The entrance of the International Criminal Court (ICC) is seen in The Hague.
(photo credit: REUTERS)
A report by the International Criminal Court Prosecution explaining its methodology for prioritizing which cases to push forward with the fastest indicates that it is unlikely to take action against Israel in the near future, but that settlements as war crimes may eventually be center-stage.
Since January 2015, ICC Prosecutor Fatou Bensouda has been preliminarily examining Israel and “Palestine” for alleged war crimes violations relating to the 2014 Gaza war.
The report issued by the ICC Prosecutor’s Office at the end of last week, but not previously reported on in Israel, does not mention Israel or the Palestinians specifically.
But the report does frame its principles for selecting cases for investigations or prosecutions, and states explicitly that “if national authorities are conducting or have conducted investigations or prosecutions…and such investigations or prosecutions have not been vitiated by an unwillingness or inability to genuinely carry them out, the case will not be selected for further investigation or prosecution.”
The IDF legal division has investigated or is still investigating 31 criminal cases and a range of 360 other preliminary cases, including all of the three main cases that the ICC Prosecutor has previously expressed the most interest in.
According to Bensouda’s explicit statement in the report on prioritization of cases, she will not choose to get more deeply involved in the Israeli-Palestinian conflict as long as Israel’s investigations are ongoing.
There was a point where many observers started to predict that Bensouda would move from a preliminary review to her own full criminal investigation of IDF soldiers after IDF investigations dragged past a year since the 2014 Gaza war.
However, in February, Bensouda told the Jerusalem Post
in an exclusive interview in The Hague that she was not in a rush and other ICC officials indicated that they were not anxious to make their own decisions before Israel’s State Comptroller issues its report on the legality of the IDF’s targeting policy.

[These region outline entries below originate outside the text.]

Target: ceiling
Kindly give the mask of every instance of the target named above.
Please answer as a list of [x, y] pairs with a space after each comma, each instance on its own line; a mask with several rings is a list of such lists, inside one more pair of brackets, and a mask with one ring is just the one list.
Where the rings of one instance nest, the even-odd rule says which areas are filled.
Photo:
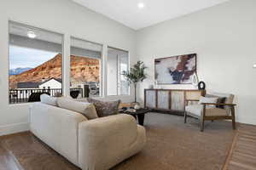
[[[229, 0], [73, 0], [126, 26], [139, 30]], [[143, 8], [137, 7], [144, 3]]]

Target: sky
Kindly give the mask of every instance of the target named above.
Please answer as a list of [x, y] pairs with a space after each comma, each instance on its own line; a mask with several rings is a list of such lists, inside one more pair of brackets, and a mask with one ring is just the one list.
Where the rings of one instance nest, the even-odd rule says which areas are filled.
[[54, 58], [57, 53], [26, 48], [17, 46], [9, 47], [9, 69], [35, 68]]

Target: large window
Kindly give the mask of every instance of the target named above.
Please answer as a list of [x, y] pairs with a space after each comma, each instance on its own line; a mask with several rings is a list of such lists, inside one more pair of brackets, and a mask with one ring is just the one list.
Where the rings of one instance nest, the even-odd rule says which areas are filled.
[[[71, 38], [71, 94], [100, 96], [102, 45]], [[79, 92], [79, 93], [76, 93]]]
[[9, 22], [9, 103], [62, 94], [62, 35]]
[[108, 48], [107, 76], [108, 95], [129, 95], [129, 84], [123, 71], [128, 71], [129, 53], [114, 48]]

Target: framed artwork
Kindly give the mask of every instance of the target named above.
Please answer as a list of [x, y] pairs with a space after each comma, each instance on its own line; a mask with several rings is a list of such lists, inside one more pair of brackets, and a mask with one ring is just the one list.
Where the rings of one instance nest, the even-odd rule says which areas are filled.
[[196, 54], [154, 60], [158, 84], [192, 84], [196, 74]]

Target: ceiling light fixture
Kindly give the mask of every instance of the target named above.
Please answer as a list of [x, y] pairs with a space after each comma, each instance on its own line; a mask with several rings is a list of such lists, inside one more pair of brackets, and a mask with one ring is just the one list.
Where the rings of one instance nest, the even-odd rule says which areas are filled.
[[139, 8], [144, 8], [145, 4], [144, 4], [143, 3], [137, 3], [137, 7], [138, 7]]
[[36, 35], [35, 32], [33, 32], [33, 31], [28, 31], [28, 32], [27, 32], [27, 37], [28, 37], [29, 38], [35, 38], [35, 37], [37, 37], [37, 35]]

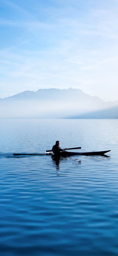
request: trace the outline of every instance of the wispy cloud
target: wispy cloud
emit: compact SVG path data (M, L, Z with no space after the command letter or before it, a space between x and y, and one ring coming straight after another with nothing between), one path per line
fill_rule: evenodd
M0 72L6 94L10 86L11 94L72 87L118 100L117 4L90 2L51 1L48 6L36 1L28 11L22 1L19 6L15 0L0 0L15 11L12 18L0 19Z

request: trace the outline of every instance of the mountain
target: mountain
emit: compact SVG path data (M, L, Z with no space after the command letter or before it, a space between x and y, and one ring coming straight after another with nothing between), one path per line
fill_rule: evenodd
M0 99L0 117L117 118L118 108L117 101L105 102L78 89L40 89Z

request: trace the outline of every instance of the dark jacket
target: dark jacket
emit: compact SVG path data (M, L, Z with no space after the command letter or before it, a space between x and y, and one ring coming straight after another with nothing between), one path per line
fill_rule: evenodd
M53 153L55 155L59 154L59 153L61 151L64 151L64 149L62 149L58 145L54 145L52 147L52 150Z

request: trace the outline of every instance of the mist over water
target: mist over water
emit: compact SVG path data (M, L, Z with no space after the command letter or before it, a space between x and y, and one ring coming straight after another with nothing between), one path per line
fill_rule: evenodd
M1 255L117 255L117 119L2 120ZM13 157L62 148L106 156Z

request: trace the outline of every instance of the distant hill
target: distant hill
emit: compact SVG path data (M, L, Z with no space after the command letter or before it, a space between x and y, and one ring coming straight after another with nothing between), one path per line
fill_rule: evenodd
M40 89L0 99L1 118L117 118L118 102L78 89Z

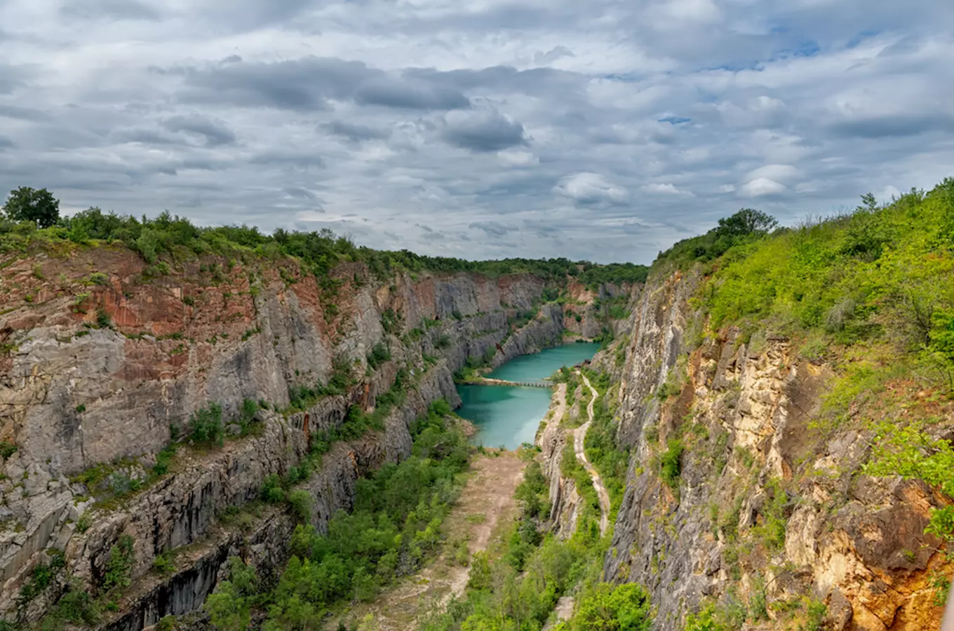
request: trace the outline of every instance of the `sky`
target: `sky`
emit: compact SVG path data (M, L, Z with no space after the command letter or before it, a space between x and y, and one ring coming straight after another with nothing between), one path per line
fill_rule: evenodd
M949 0L0 0L0 191L649 263L954 175Z

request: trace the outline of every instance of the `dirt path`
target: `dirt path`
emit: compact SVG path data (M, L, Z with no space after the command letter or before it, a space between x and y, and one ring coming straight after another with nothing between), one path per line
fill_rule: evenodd
M371 602L360 602L342 616L332 617L325 629L337 629L339 621L351 628L370 614L381 631L404 631L417 626L422 614L444 608L452 596L467 586L470 566L455 559L456 541L466 539L470 555L502 539L519 512L513 493L524 478L525 463L515 452L499 456L475 456L470 478L461 497L444 522L447 541L444 550L423 570L390 587Z
M583 463L583 466L590 472L590 478L593 480L593 487L595 487L596 496L599 499L599 534L605 535L607 528L610 527L610 492L606 490L606 484L603 483L603 478L599 477L596 467L587 459L586 451L583 447L584 440L587 438L587 431L593 422L593 403L596 402L599 393L590 384L590 379L587 378L586 375L579 372L576 374L583 377L583 382L590 388L592 397L590 399L590 404L587 405L587 416L590 420L577 427L573 433L573 451L576 452L576 459Z

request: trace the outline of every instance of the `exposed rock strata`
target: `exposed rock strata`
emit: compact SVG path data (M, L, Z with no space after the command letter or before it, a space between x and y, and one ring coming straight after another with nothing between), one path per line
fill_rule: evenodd
M67 575L96 593L111 546L130 535L134 582L107 622L123 631L197 607L228 556L279 567L288 516L265 508L238 530L219 516L255 499L266 476L300 462L310 433L341 424L351 405L372 409L399 364L416 367L416 386L385 431L337 444L300 485L311 492L319 528L350 507L359 477L409 453L409 424L431 401L458 402L451 375L468 357L493 355L499 365L552 346L566 319L560 305L544 304L529 324L510 330L508 316L538 305L544 290L526 275L401 275L378 284L345 264L329 292L289 260L228 267L207 257L157 278L144 276L142 260L121 248L39 260L11 257L3 272L10 304L23 306L0 316L10 349L0 357L0 440L17 448L0 485L0 608L14 609L20 586L53 549L64 551L66 571L20 615L41 616ZM105 283L89 280L96 270ZM103 318L111 326L96 328ZM369 370L365 357L379 342L392 358ZM347 395L296 414L272 411L287 406L290 386L327 382L336 357L359 380ZM210 401L232 418L243 399L269 404L256 415L256 436L211 451L184 446L173 471L137 493L97 506L93 489L71 481L103 463L146 479L173 425L185 426ZM84 512L93 519L80 532ZM160 578L151 567L165 551L176 553L176 572Z

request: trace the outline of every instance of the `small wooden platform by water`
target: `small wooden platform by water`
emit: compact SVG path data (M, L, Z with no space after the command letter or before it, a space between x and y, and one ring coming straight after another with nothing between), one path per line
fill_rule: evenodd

The current ICC report explicitly indicates, even two years after the 2014 Gaza war, Bensouda will not select Israel for further criminal investigation, but will wait for the results of IDF investigations.
Further, the ICC report explicitly states that any assessment to move forward in criminally investigating a country’s soldiers “is potentially subject to revision based on any change of facts.”
If at some point the ICC does start to criminally investigate a case, it may halt that investigation if Israel modifies its position on the case.
Alternatively, the ICC can also switch to moving forward with full criminal investigations at any point down the line if the IDF starts closing big cases which it does not think should be closed.
On the flip side the report explicitly threatens an increased focus on issues which could tie into allegations that settlements erected or expanded since November 2012 are war crimes for displacing Palestinians from their land.
The report states “the Office will give particular consideration to prosecuting Rome Statute crimes that are committed by means of, or that result in…the destruction of the environment, the illegal exploitation of natural resources or the illegal dispossession of land.”
The majority of the world considers ongoing settlement activity, especially activity since the UN General Assembly recognized Palestine as a state in November 2012, to be a war crime.
Nevertheless, in December 2015, Bensouda’s predecessor as ICC Prosecutor, Luis Moreno Ocampo, told the Jerusalem Post
that Israeli High Court of Justice decisions sustaining a settlement’s legality could potentially be used as a defense against war crimes charges.
Bensouda said in a statement that forecasting to the world how she will select flagship cases to move forward with more aggressively is part of her commitment to transparency and impartiality.